Review: Rawness! In case you haven't noticed, Lynx's output over the last few years on Detail has been nothing short of heaven. Real jungle with no pretention and vast layers of innovation, every track has been fun, nuclear for the floor yet completely different. This release is yet another example as "Steel Works" smelts our bones down to dust with industrial strength energy and textures while "Fathom No 8" starts off slinky and naked and gradually dresses before our very ears with added elastic bass tones and cosmic elements.
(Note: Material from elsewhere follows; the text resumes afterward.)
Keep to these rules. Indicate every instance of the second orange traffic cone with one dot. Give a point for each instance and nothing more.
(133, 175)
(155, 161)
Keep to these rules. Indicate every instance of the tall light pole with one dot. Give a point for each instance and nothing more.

Singular (as always).
Review: After last year's album adventure on Hospital Lynx returns with his old imprint, beat-melting creativity and uncompromised attitude. "WHAT!" sums up our frustrating times with a riotous steppy drum arrangement and venom hanging off every spat-out sample. "Coffee Blanche" steps back from the scrap and looks up to the stars with a futurist riff that you'll be humming into the next century.
Review: As if a 15 track of unreleased gems wasn't quite enough from the legendary Mr Disco Dodo, here comes another five-piece set that spans serious eras and dimensions. Highlights include the fuzzy calypso jauntiness of "Some Day", the lean rolls and tubular groove of "New Shoes" and the slower-motion big-drum funk festival "Jungle Pop". Each cut likely to be at least five years old, they remind us just how long, how creatively and how uniquely Lynx has been chiselling his skills. The devil truly is in the Detail. Essential.
Review: Lynx is hammering them out right now. His once-dormant label Detail now charging back on turbo cylinders, he's returning to a wide range of archive material and finally giving it the life it deserves. Each cut unique and repping a different side to the longstanding artist, it's Lynx at his most unpredictable and exciting: "Street Lights" rolls with a TC-style vocal charm and stretchy, elastic bass groove while "Jungle Side" is a far-out trip down future's memory lane with its stuttering FX and staggered breaks. True originality.
Shadows (feat Master X - instrumental) - (4:44) 172 BPM
Review: Very few artists do vocal drum & bass like Lynx; hooky, soulful but futuristic and uncompromised, they rub up just as sensually against the dark techy monsters as they do with the deeper tracks. Case in point: "Shadows" with long-time sparring partner Master X. Picking up where "Street Lights" left us, the message is one of total pneumatic murkery. "Loopy Sue" ain't no fading wallflower either; alluring, wily and characterised by a rising steel drum harmonic riff, it's coded deep with Lynx's trademark unpredictability. Once again, the secret's in the Detail.
Review: In recent years we've seen UK drum and bass producer Lynx surface on labels like Samurai Red Seal, Warm Communications and RAM Records, and now he returns to Hospital following his label debut Where Are You? It provides Steve Nobes with his third studio album and he brings with it collaborations with Master X, Malibu, Zero One and Marcus Intalex. The latter helps provide an album highlight in "Ghost Rider" with cut up scat vocals sounding like they've been sampled from a Fat Boy Slim production, while the undulating throb and forward pulse of "Clap Trap" builds and drops for a full peak time experience. There's some gnarly rap, ragga and dubstep influences in "Drop That" while for something a little more liquid (and euphoric) check out "Chord Time" - a track which really captures the drum and bass vibe of Hospital.